Who works more project-oriented, can cope much better with demand fluctuations. Such companies are our customers. They have learned to be flexible and access through project work experts, which then project wise use them. On sudden decline in orders, she must pay not idle people. And that’s a huge advantage over companies that little project-related work in times of crisis. This trust remains hardly on external resources.” Since 1 January 2007 specialization in one of the leading applications and programming SAP collects the data from all projects advertised on the platform for the client project work, require C#/.NET, Oracle, J2EE/Java, C++ and SQL. The data give an overview of the current market situation and reflect trends in the IT-freelancers market wider. About project work the project factory GmbH operates under a professional job market for companies and freelancers from the areas of IT, creation and consultancy. Contracting authorities publish their calls for projects on projektwerk.de and are looking for qualified experts. Contractor set their profiles and offers and apply for advertised projects use so the job market for the acquisition of contracts and jobs. Through continuous assistance and advice, the staff of project work secure the validity and quality of the selected profiles and tenders. Currently 1,000 project tenders will be published monthly, daily informed of the 30,000 members. The contact between the contractor and the contracting authority is carried out quickly and easily – usually within a few hours. Project work was established in 1999 and is firmly established in the market of flexible work as a platform for the efficient allocation and acquisition of orders. Press contact: Cream communication Anne Bettina Jager Bernstorffstrasse 120 D-22767 Hamburg Tel: + 49 (0) 40 43 17 91-26 fax: + 49 (0) 40 43 17 91-27 E-Mail:

Impressive year in review and large plans of Karlsruhe, January 15, 2009 Update4u Software AG, provider of software for IT service management, is planning an expansion of its activities in the European and American software market for the new year. It has laid the foundations for this already in the past 12 months: the product portfolio was condensed, attractive cooperation closed, and many new employees hired. The Update4u Software AG has grown to about 60 employees. Parallel to this rose also gross profit compared to the previous year by 80%. A share of it many new clients, such as Carl Zeiss, rose had certainly technology, Knorr brake or Wincor Nixdorf international. Also the relationships were expanded 2008 insurance to large customers such as Deutsche Bahn or R & V.

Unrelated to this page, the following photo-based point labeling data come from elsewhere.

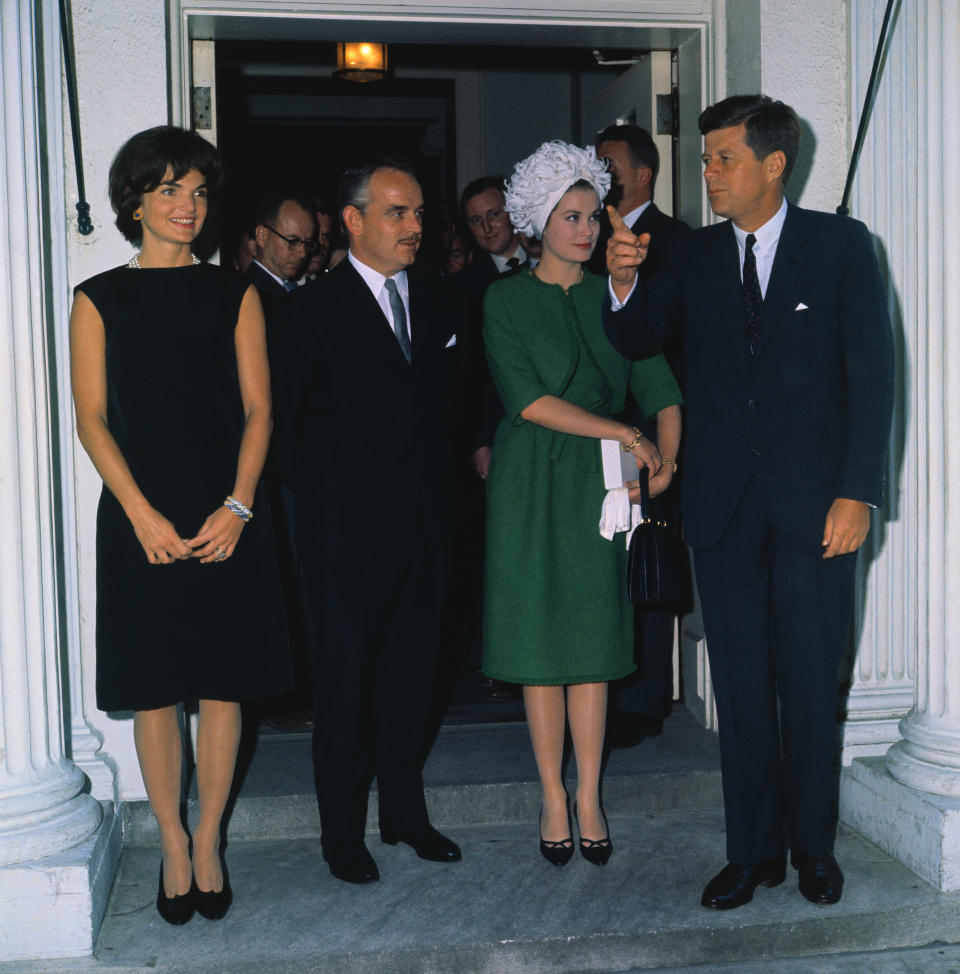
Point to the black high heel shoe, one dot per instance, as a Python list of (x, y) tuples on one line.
[(597, 851), (212, 904), (557, 853), (177, 910)]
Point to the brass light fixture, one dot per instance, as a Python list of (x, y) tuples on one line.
[(361, 61)]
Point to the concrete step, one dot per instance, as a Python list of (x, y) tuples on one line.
[(476, 775), (504, 910)]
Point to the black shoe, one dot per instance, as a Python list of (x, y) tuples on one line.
[(211, 904), (734, 885), (175, 909), (597, 851), (425, 841), (352, 863), (557, 853), (821, 880)]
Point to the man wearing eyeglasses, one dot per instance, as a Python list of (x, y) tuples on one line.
[(284, 237), (285, 233)]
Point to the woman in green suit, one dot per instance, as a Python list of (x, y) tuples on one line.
[(557, 616)]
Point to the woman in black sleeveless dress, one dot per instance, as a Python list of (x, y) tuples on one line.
[(172, 394)]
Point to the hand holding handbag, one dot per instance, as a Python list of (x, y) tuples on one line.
[(654, 574)]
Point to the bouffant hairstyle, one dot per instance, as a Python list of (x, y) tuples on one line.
[(770, 125), (142, 162)]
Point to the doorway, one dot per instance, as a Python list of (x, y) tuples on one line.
[(478, 89)]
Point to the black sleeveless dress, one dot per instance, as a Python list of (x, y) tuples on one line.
[(167, 633)]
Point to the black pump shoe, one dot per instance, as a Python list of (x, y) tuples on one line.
[(597, 851), (177, 910), (557, 853), (211, 904)]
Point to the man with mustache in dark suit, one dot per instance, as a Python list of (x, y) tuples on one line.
[(788, 383), (369, 426)]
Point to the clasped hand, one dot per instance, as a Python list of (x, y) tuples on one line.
[(214, 542), (660, 474)]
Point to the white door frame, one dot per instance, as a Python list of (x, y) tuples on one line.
[(696, 28)]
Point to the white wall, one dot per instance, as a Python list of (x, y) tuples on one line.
[(122, 83)]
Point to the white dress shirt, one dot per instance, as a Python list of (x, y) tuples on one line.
[(265, 270), (635, 214), (375, 281), (765, 249), (502, 263)]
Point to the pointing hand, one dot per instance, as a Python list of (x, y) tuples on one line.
[(625, 252)]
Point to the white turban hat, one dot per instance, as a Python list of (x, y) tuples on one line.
[(540, 181)]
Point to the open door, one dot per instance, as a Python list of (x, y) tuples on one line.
[(644, 95)]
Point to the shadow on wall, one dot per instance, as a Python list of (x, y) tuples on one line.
[(804, 164)]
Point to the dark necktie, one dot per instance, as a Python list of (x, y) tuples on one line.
[(399, 317), (752, 295)]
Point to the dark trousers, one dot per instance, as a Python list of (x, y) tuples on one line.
[(377, 620), (776, 617)]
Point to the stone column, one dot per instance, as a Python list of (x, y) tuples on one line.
[(909, 801), (49, 826)]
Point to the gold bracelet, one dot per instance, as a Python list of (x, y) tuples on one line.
[(630, 447)]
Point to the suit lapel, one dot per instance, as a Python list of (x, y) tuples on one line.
[(366, 319), (781, 296), (725, 279)]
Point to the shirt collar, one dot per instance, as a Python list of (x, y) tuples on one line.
[(635, 213), (279, 280), (768, 236), (375, 280), (501, 262)]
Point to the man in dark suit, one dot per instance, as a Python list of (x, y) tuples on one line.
[(639, 704), (371, 427), (788, 362), (498, 254), (284, 236), (634, 162)]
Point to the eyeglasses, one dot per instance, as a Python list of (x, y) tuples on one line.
[(311, 246)]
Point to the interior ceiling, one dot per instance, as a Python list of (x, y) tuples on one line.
[(301, 58), (416, 31)]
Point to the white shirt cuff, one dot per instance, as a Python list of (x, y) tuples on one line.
[(615, 303)]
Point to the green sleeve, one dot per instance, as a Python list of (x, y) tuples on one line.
[(513, 370), (653, 385)]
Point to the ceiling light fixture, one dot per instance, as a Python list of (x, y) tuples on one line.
[(361, 61)]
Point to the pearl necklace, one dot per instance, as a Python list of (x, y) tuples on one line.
[(566, 290), (134, 261)]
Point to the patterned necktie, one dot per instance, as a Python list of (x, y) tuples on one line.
[(752, 295), (399, 318)]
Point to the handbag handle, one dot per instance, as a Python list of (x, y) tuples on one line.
[(643, 476)]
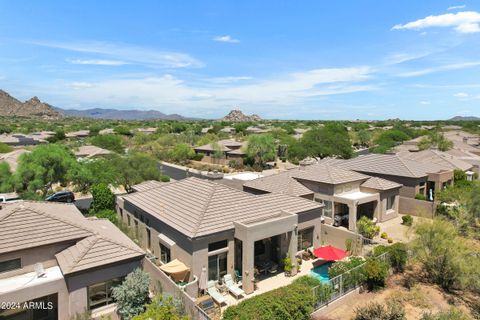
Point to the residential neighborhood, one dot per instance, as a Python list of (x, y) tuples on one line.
[(219, 160)]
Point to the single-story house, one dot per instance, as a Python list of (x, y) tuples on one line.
[(207, 225), (50, 253), (346, 195), (230, 151)]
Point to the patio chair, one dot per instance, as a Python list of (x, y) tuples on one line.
[(232, 287), (214, 293)]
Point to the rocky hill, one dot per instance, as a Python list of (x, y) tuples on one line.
[(99, 113), (238, 116), (10, 107), (466, 118)]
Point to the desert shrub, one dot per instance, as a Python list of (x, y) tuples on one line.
[(376, 311), (420, 196), (291, 302), (376, 272), (367, 228), (103, 198), (407, 220), (132, 295), (452, 314)]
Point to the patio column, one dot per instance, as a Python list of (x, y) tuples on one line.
[(248, 266), (352, 217), (292, 249)]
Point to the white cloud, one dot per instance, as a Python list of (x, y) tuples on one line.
[(456, 7), (175, 95), (127, 53), (226, 38), (463, 22), (448, 67), (222, 80), (100, 62)]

The fact that Update4u worldwide certification received the sought-after ITIL V3 as one of the first companies, contributed to a strengthening of the market position. Even though or just because – it comes to the mood in the Economy currently to the best stands, we can observe an increasing demand for IT services management solutions”, says Herbert Uhl, Update4u Board of Directors. Especially when money is tight, the company faced the challenge, to control business processes, automate and control, as well as to create transparency of budgets and costs. We help our customers to solve this problem.” Offers innovative IT service catalog, licensing and asset management as well as service desk Update4u is pioneering in the field of IT service management. Against this background it dares to healthy growth for the year 2009, as well as an expansion in the European and American markets. Here are to expect positive impulses through the participation of the Asseco group at Update4u, as well as partnerships with SoftwareONE and matrix42 said Uhl.

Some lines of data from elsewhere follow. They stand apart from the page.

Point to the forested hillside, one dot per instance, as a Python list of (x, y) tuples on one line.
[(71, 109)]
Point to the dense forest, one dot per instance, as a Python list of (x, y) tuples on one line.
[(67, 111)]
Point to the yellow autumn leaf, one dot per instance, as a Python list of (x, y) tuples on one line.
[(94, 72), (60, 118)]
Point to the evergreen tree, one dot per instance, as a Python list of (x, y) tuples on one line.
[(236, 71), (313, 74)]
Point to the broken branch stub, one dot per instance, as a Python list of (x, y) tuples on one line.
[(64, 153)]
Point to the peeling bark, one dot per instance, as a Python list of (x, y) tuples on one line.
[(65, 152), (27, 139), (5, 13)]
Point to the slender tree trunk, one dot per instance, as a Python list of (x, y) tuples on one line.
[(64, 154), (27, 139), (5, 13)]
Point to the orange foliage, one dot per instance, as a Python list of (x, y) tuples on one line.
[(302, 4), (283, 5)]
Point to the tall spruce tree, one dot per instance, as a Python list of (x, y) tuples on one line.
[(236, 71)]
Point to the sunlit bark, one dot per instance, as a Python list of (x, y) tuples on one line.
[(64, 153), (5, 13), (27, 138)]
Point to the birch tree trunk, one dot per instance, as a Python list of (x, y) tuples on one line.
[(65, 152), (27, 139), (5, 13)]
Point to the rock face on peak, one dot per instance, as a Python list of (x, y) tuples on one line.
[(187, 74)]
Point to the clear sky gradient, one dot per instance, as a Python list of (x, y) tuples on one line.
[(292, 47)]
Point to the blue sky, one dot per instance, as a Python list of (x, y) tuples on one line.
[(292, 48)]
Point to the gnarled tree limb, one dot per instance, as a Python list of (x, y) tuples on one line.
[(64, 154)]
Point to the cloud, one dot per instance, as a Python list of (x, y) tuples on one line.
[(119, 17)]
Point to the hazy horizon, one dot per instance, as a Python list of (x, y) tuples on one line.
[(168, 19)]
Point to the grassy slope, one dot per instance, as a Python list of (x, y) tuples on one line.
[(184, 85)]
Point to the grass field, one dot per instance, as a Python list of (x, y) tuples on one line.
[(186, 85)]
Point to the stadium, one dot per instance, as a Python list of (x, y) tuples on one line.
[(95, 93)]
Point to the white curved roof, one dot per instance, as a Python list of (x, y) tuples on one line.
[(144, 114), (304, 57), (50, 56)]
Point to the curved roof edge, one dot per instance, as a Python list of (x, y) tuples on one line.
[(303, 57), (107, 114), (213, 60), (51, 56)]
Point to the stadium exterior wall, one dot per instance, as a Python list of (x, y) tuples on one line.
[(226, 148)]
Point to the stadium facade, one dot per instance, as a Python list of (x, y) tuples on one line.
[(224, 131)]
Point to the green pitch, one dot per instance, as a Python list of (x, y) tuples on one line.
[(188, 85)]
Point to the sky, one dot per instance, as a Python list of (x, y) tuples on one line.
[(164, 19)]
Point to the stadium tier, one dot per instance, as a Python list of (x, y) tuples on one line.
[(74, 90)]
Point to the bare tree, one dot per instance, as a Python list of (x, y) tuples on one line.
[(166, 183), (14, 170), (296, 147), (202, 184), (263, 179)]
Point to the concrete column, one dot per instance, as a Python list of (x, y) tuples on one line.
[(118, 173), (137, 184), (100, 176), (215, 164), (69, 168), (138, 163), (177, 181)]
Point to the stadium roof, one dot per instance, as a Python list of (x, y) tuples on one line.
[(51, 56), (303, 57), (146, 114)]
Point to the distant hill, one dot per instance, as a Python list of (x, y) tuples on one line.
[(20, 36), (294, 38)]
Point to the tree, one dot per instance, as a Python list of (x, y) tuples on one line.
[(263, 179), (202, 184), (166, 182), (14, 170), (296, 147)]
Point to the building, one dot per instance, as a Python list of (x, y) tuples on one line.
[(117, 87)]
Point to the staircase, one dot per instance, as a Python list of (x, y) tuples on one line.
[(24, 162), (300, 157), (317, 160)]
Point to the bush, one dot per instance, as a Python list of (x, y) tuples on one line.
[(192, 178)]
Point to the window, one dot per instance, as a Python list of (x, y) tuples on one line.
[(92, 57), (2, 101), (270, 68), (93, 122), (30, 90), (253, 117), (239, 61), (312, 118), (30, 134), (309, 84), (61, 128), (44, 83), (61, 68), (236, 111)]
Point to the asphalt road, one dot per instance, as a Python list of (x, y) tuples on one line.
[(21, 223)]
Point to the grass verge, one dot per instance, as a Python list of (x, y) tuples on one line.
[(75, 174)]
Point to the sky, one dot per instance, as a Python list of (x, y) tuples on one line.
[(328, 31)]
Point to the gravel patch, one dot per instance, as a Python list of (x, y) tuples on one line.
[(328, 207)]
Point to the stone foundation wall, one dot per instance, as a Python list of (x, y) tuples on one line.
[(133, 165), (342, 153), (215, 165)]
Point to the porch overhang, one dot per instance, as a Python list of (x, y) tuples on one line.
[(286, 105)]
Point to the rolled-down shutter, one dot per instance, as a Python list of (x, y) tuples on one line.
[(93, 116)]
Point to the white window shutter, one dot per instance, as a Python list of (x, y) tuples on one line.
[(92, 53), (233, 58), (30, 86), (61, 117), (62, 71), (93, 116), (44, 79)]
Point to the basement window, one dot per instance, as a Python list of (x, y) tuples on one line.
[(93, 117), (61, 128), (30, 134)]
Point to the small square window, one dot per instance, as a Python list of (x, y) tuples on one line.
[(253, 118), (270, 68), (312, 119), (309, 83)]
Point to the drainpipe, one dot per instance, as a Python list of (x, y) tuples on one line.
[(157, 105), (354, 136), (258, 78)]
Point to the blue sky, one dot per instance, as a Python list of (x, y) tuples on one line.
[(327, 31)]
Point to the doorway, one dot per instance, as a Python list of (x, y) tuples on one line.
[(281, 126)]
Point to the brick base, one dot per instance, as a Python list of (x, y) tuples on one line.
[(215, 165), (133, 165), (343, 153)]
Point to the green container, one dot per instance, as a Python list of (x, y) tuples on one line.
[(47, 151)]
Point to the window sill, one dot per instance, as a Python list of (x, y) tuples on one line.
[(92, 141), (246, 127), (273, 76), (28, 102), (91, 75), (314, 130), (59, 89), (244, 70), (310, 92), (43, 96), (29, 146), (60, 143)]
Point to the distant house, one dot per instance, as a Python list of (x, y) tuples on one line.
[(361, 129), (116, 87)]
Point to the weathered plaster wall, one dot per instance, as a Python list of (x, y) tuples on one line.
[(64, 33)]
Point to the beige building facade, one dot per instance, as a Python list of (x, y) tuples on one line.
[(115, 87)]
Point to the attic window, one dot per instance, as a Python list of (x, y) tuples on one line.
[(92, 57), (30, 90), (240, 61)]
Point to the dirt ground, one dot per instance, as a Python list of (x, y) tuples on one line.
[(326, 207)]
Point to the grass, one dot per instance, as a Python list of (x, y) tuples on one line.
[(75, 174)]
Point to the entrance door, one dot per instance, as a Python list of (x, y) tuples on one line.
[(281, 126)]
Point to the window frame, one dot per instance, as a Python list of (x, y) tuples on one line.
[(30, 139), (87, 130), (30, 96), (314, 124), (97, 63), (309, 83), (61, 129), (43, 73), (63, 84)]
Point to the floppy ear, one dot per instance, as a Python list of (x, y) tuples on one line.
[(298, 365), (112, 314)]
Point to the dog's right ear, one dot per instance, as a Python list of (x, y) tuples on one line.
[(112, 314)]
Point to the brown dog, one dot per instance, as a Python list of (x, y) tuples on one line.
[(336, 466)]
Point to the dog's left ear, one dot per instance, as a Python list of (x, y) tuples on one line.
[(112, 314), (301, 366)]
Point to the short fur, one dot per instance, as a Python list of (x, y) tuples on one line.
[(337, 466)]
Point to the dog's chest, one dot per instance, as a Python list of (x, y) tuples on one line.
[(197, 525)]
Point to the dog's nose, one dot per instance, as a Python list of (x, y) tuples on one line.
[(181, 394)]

Vikora presents the LEGALXPRESS product family from the House of most-SoFT systems and shows how in the future can be kept towards the post himself. Berlin, January 19, 2009 on the Web is no one sure whether the communications remain confidential or will read \”by unauthorized third parties\”, it says in a recently published paper of the Federal Ministry of the Interior. For this reason, business correspondence is still via mail and fax is done apart from the non-binding communication by E-Mail in most cases. Here, the time is now ripe to overcome these shortcomings and weaknesses of Web-based communication. Under the motto \”communicate securely, save costs, operate more efficiently\” competence network Vikora at the CeBIT presents 2009 for the first time from the home, the new product family, LEGALXPRESS AM-SoFT systems. LEGALXPRESS is the universal solution for secure and legally binding communications over the Internet. Initially started as a lawyer portal, offers LEGALXPRESS immediately tailored solutions and modules with which not only Prosecutor, justice and administration, but also banks, associations and companies can communicate securely electronically. With LEGALXPRESS, sharing of data via the Internet is protected against unauthorized access by third parties.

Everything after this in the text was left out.